GamesBeat: You’ve seen much more than anyone else in this room, especially for your own platform. What gets you excited?

Marks: The thing that’s the most amazing to me is—I do have this luxury, because I go to a lot of events and know a lot of researchers. I get to see things at really early stages. I get to see the final polished things from all the companies. But I’m amazed that there’s still stuff that surprises me. I’ve tried location-based VR. There are some amazing experiences people are making there.

Recently I tried one of our own internal projects and I was shocked at this new kind of experience. It’s the PlayStation VR aiming controller. Farpoint is the experience. I’ve tried experiences where you have an interactive plasma cannon or whatever it is. And I’ve been on a ledge in VR I don’t know how many times. But because you’re holding this thing in your hand it feels like you’re looking down—you’re seeing it visually as this really heavy thing. The sense of vertigo I got was way more amplified than anything before, because it felt like the weight of that thing should pull me over the ledge. I should have known that, probably, that I would meet that multiplier effect. But things like that still surprise me.
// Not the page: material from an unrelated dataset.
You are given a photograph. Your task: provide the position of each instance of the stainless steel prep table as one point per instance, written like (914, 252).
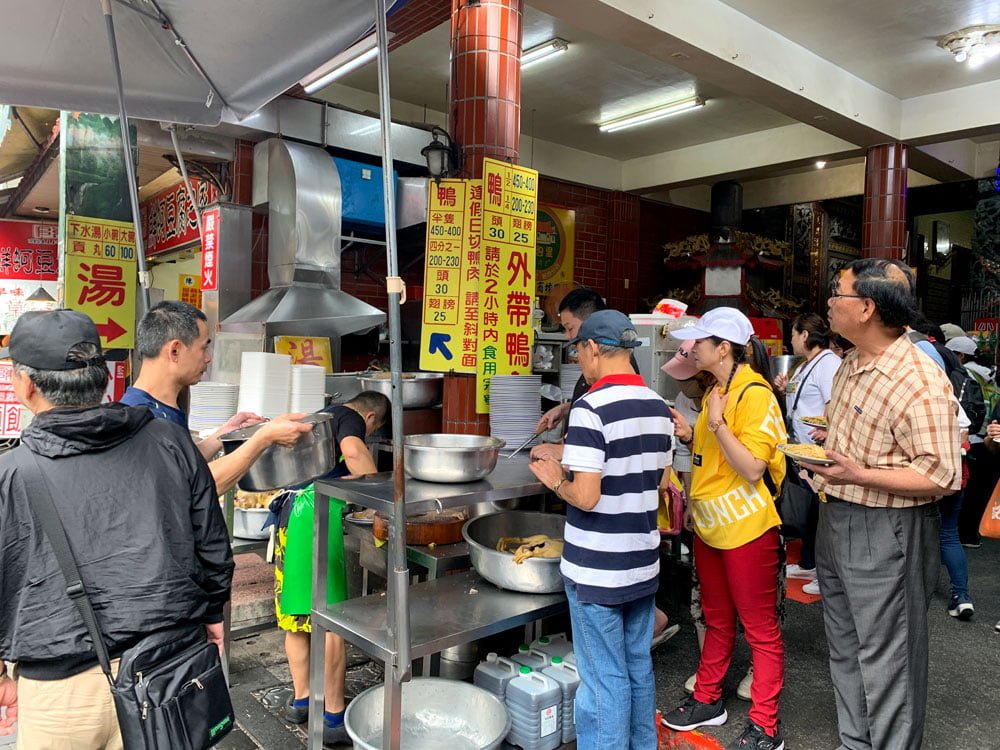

Actually, the research we’re working on right now I’m really excited about. The whole idea of social presence, when you’re talking about social VR. But also, you can get a feeling of social presence from autonomous characters, virtual characters. Virtual agents. When you’re in another space with these game characters, it’s different from seeing them on the television. You see what their heads are looking at. You hear multiple voices talking spatially around you. They feel like they’re actually there with you. You have this presence from a game character and they feel more intelligent in how they react. That’s a really rich area for research.

GamesBeat: Responding to AI can be a much more detailed experience, with things like facial expressions.

Marks: Yeah. And also just having a character turn to look at you, then look over at his friend. Maybe he picks up something and hands it to you. All of this is virtual, but you start to buy into it much more. You’re completely immersed in what’s happening because of the social feeling of another agent giving you that belief, that this thing is really happening.